Należy do największych i najbardziej znanych rezerwatów na świecie. Położony jest w północno-zachodniej części Tanzanii na wschód od Jeziora Wiktorii. Jego powierzchnia wynosi 14 763 km².
Po parkach w Tanzanii podróżowałam ze swoim mężem. Jednak to nie on, jak to zwykle w Afryce bywało prowadził samochód, tylko Dikson, nasz przewodnik, niezrównany obserwator i znawca zwierząt i ptaków. Dojechałam do bramy Parku Serengeti. Miejsca, gdzie brama stanowi tylko symbol przejścia pomiędzy jedną częścią rezerwatu a drugą. Przez sawannę prowadzi szutrowa droga, a nad nią stoi brama. Pod daszkiem pomiędzy dwiema ścianami dachu była zawieszona blaszana tablica z białym napisem Serengeti National Park. Nad nim w rogu wisiał okrągły znak UNESCO. Wjechaliśmy bez przepustek, nikt też nie pytał o bilety. Granica Parku zajmuje całą centralną równinę Serengeti. W czasach gdy Bernhard i Michał Grzimek prowadzili badania na terenie Serengeti granice rozciągały się na teren Ngorongoro Conserwation Area oraz Narodowego Parku Lake Manyara.

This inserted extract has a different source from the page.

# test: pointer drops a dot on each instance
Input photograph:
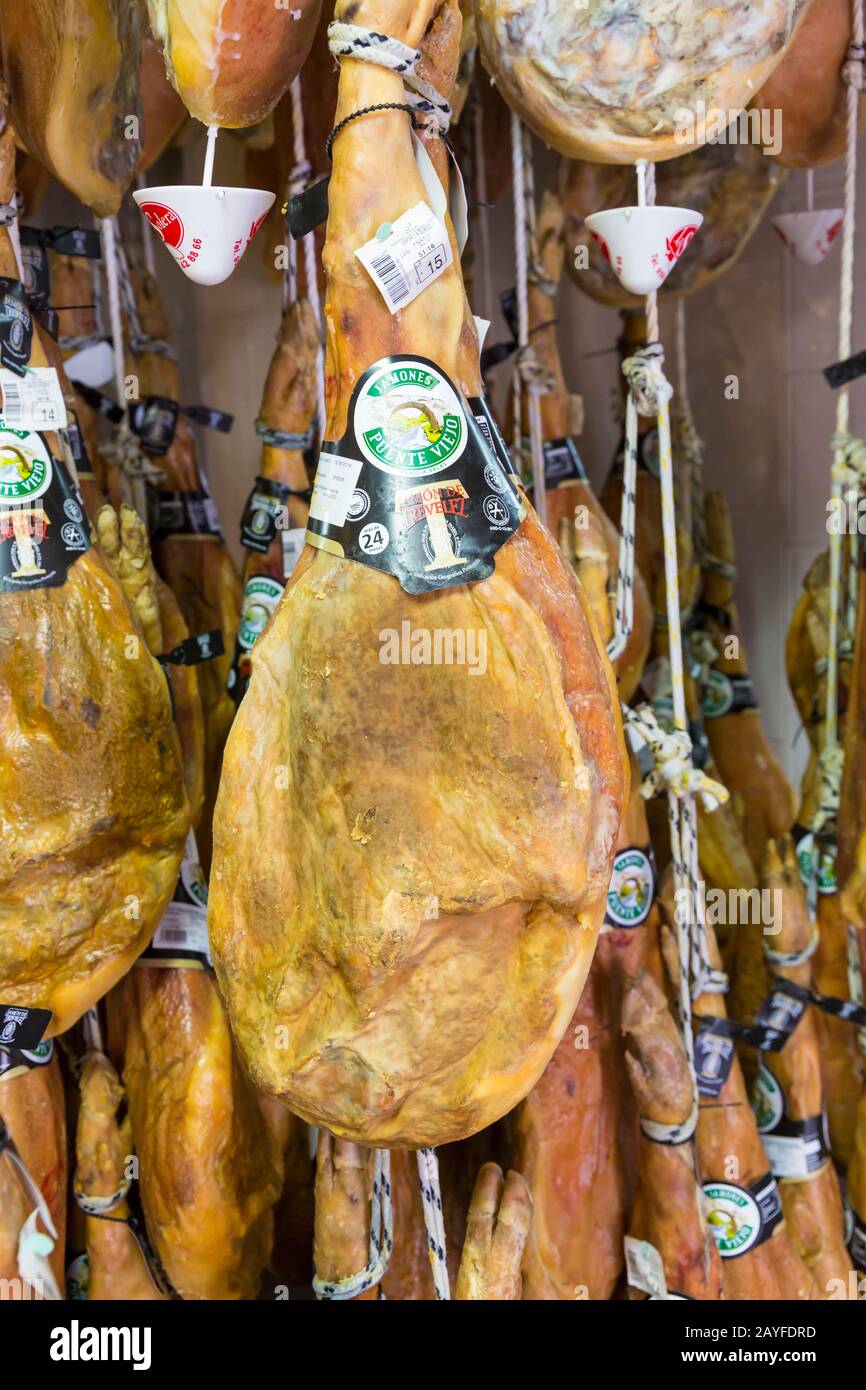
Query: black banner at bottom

Serengeti to górzysty, stepowy obszar leżący we Wschodniej Afryce, w sercu Tanzanii (Tanganiki), to obszar, nad którym panuje potężny, wygasły wulkan Ngorongoro. Na stepach Serengeti żyją w warunkach naturalnych tysiące wspaniałych zwierząt – bawoły, zebry, lwy, żyrafy, antylopy, hipopotamy, hieny, gepardy i wiele, wiele innych, których przedstawicieli przeciętny mieszkaniec Europy i innych cywilizowanych części świata podziwiać może jedynie za stalowymi siatkami ogrodów zoologicznych[1].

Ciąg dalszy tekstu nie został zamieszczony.